Она поднялась, но передумала и снова села.
– Забыла совсем!
Вытащила из кармана джинсов портмоне, достала карточку, положила на стол и пододвинула к Филиппу.
– Что это? – спросил он.
– Банковская карточка Леона. Вот код написала – на автобусном билете. Я не смотрела, сколько на ней осталось: в первые дни была не в себе, кучу денег растратила на самолеты, стыдно вспомнить… Если сможешь, оплати, на сколько там получится, его квартиру, пожалуйста. Остальное я заработаю и пришлю. Понимаешь, он велел в Париж не соваться, значит, считал, что квартира под колпаком. К тому же я никого здесь не знаю, кроме тебя и этой его любимой консьержки, которую он называл «моя радость», но и она ведь может быть связана с…
– Радость моя Айя, – усмехнувшись, проговорил Филипп. – Ты полагаешь, я огорчен срывом его контрактов? Видимо, ты просто не понимаешь всей степени моего отчаяния… Я уже оплатил его квартиру на полгода вперед, как только понял, что его… – он прокашлялся, прочищая горло, – что его нигде нет.

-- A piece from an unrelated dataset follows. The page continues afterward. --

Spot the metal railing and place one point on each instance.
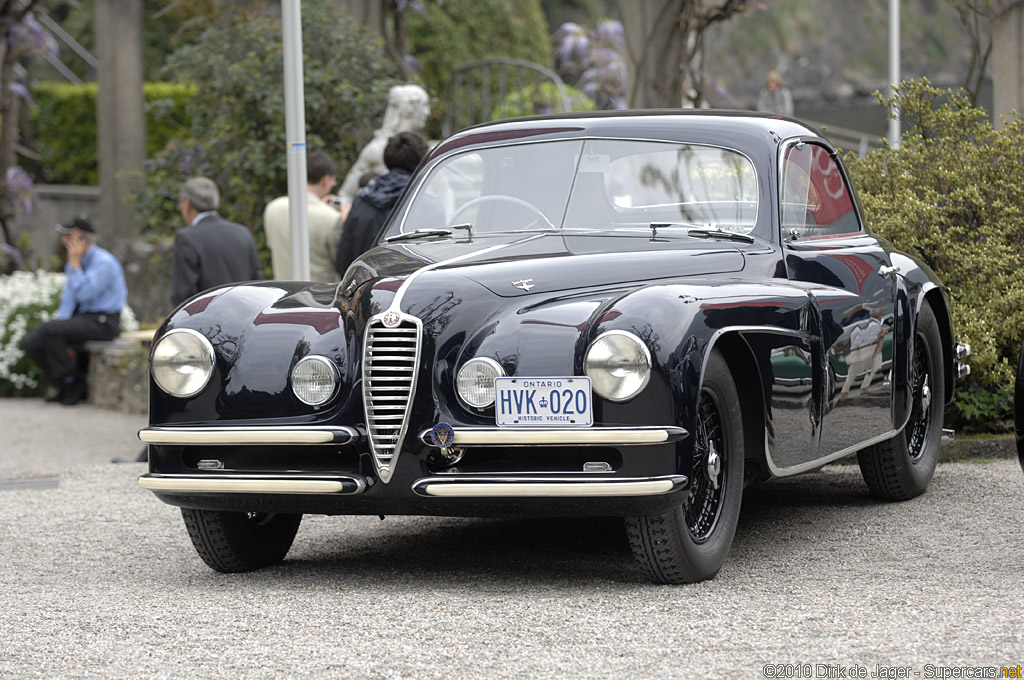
(845, 138)
(500, 87)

Она молча кивнула, не благодаря; судорожный глоток как-то по-детски беззащитно прокатился по тонкой шее до самой яремной ямки.

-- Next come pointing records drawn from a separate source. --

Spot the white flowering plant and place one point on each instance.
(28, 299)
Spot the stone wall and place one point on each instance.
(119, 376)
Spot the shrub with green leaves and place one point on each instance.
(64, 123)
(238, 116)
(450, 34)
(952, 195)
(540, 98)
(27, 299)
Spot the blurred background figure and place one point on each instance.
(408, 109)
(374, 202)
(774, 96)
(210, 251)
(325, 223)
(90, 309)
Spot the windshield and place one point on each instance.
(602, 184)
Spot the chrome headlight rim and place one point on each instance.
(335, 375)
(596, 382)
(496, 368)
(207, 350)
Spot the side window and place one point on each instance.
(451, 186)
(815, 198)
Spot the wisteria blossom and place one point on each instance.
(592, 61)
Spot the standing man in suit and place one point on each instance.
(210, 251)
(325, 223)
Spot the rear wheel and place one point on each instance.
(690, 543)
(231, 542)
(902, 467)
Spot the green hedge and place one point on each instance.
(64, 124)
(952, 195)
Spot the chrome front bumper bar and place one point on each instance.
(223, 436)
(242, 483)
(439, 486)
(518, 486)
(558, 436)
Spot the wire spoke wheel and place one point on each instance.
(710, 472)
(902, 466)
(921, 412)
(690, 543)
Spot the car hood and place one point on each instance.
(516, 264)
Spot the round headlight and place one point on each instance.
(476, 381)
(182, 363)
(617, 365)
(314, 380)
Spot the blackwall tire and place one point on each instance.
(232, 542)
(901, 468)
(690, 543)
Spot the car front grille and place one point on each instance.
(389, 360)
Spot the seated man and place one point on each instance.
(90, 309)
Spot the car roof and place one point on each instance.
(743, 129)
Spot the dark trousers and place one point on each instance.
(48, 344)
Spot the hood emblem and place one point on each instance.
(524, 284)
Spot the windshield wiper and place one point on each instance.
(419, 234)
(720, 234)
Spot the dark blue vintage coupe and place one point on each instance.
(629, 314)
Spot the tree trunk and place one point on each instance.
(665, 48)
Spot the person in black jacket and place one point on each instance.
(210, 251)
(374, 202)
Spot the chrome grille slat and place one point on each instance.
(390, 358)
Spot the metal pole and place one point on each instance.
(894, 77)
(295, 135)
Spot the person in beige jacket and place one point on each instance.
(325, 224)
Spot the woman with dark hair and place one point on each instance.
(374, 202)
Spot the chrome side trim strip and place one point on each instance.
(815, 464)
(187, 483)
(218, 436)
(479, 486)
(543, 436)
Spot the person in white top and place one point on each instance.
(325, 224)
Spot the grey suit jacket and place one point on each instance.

– И насчет его контрактов… – Она вновь упрямо придвинула к Филиппу банковскую карточку и поднялась. – Думаю, ты очень пострадал: неустойки и все такое… Короче, эти деньги – твои. Остальное я отработаю, дай срок. Все верну. К сожалению, не могу сейчас купить себе камеру, так бы я заработала быстрее и больше. Но я умею трудиться, поверь.
– Дурочка, что ты несешь! – огорченно воскликнул он. – Посмотри, на кого ты похожа. Тебя ветром сдувает! Где ты живешь, как ты… постой!
– Он вернется, – сказала она, уже приоткрыв дверь на лестничную площадку.
– Айя! – окликнул Филипп и, осознав, что она уже не видит его лица, а значит, и не слышит, вскочил, нагнал ее на пороге, схватил за плечи. – Спасибо, что пришла. – Он неуверенно топтался рядом. – Мы ведь тогда… мы с тобой не понравились друг другу.
– Леон должен петь, – просто сказала она, глядя ему в глаза своими запавшими, сухими, без проблеска слезы глазами. – Он должен петь, когда вернется…
Филипп шагнул к ней и молча обнял – в последней и безуспешной попытке не пустить за порог.